I spotted it last week: two stories on the same page in the Guardian included the word “philanthropist”. Then I started to notice it everywhere – not just because of the mysterious Rausing case, but all over the news.
So, I wondered: was this a trend? Is the word “philanthropist” being used more now than it used to be? It’s a pretty easy question to answer – google trends gives neat graphs of both how many people are searching for a term, and how many news reports are using it. So I did a search for ‘philanthropist’.
Check out the graph. The number of people searching for the term has shot up in the last two years, and there has been a significant and steady increase in its appearance in news reports with most of the rise happening since the financial crisis.
Language is important. At a time when the very richest people are getting richer faster than ever before, the way that they tell the stories of their wealth is important. There are a few key things they like us to know about them. Amongst those is that they give lots of their money to charity (even though, on average, the richer you are, the lower a portion of your wealth you give to charity). The other is that they create jobs.

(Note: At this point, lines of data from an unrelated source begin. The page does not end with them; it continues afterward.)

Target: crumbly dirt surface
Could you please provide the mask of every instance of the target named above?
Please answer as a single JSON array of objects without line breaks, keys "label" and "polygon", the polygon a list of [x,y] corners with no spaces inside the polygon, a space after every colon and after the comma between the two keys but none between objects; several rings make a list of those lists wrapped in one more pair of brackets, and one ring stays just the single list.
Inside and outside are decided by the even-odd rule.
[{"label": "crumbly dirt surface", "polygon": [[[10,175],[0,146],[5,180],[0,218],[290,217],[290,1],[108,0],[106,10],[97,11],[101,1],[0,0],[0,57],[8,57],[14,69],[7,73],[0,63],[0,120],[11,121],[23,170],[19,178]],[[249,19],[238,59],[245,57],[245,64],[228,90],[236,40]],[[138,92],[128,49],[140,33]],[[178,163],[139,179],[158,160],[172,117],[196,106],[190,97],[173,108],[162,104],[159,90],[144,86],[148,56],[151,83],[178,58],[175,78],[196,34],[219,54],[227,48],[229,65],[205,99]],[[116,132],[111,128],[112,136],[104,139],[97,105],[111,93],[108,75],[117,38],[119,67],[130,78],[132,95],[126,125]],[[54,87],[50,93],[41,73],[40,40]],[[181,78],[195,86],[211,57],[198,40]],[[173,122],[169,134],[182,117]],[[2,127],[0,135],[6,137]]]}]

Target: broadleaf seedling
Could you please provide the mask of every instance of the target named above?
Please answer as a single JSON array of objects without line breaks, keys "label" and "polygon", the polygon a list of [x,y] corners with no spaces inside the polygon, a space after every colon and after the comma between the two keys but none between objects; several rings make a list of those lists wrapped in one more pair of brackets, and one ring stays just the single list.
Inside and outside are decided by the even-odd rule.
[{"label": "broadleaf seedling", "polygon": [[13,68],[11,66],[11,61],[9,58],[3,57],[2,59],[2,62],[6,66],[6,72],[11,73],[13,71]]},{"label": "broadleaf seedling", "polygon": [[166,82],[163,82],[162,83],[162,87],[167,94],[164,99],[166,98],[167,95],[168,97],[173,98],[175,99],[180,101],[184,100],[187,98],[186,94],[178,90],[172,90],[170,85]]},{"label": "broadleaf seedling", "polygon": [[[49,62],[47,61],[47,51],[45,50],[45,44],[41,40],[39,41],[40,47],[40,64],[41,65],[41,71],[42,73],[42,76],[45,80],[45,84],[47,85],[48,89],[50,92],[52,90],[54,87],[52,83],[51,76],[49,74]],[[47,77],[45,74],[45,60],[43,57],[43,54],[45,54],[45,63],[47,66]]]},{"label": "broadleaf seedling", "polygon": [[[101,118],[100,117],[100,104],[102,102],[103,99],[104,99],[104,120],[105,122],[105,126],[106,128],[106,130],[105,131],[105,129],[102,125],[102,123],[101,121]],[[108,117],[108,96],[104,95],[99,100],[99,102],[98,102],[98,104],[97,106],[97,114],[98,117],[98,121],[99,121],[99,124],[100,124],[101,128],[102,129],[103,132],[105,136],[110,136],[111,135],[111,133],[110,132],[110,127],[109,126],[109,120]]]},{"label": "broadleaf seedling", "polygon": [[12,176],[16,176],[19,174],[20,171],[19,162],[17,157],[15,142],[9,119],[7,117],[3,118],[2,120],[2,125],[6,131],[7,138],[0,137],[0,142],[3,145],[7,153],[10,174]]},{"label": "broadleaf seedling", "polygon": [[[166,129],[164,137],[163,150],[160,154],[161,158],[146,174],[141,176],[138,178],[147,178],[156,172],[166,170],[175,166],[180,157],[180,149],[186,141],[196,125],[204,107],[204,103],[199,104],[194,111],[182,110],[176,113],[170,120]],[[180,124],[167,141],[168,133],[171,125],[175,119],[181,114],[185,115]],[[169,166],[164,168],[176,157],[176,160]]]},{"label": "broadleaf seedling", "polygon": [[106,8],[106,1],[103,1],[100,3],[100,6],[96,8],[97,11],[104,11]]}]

So, I did a google trends search for “Job Creator”. In the UK, the term was used so little it didn’t register. But check out the global results. For the search terms (ie what people have typed into Google, it has only started appearing recently, and seems to focus particularly around clashes over Mitt Romney’s record. But if we look at its use in news reports, there is a clear trend, starting in the same quarter – late 2008 – that the use of the term ‘philanthropist’ started to grow in the media: ie the months immediately after the Lehman brothers collapsed.
Next, let’s look at a comparison between searches for “philanthropist”, “job creator” and “billionaire” – on the grounds that billionaire is the simplest and least ‘biased’ way to describe someone with lots of money. As you see, billionaire, is still bigger by a significant margin.
Finally, let’s look at the word with which the wealthiest don’t want to be associated: banker. Of course, many of them aren’t bankers, but a significant proportion are. On both the UK and the global figures, the number of people searching for the term is notably lower than it was before the financial collapse, with the figures for the last complete year – 2011 – down in both cases from 2005 and 2006.
Of course, this isn’t as bad as it sounds. Bankers, though down, is still a much more widely searched for term than are ‘philanthropist’ or ‘job creator’. But the overall trend is clearly in the wrong direction.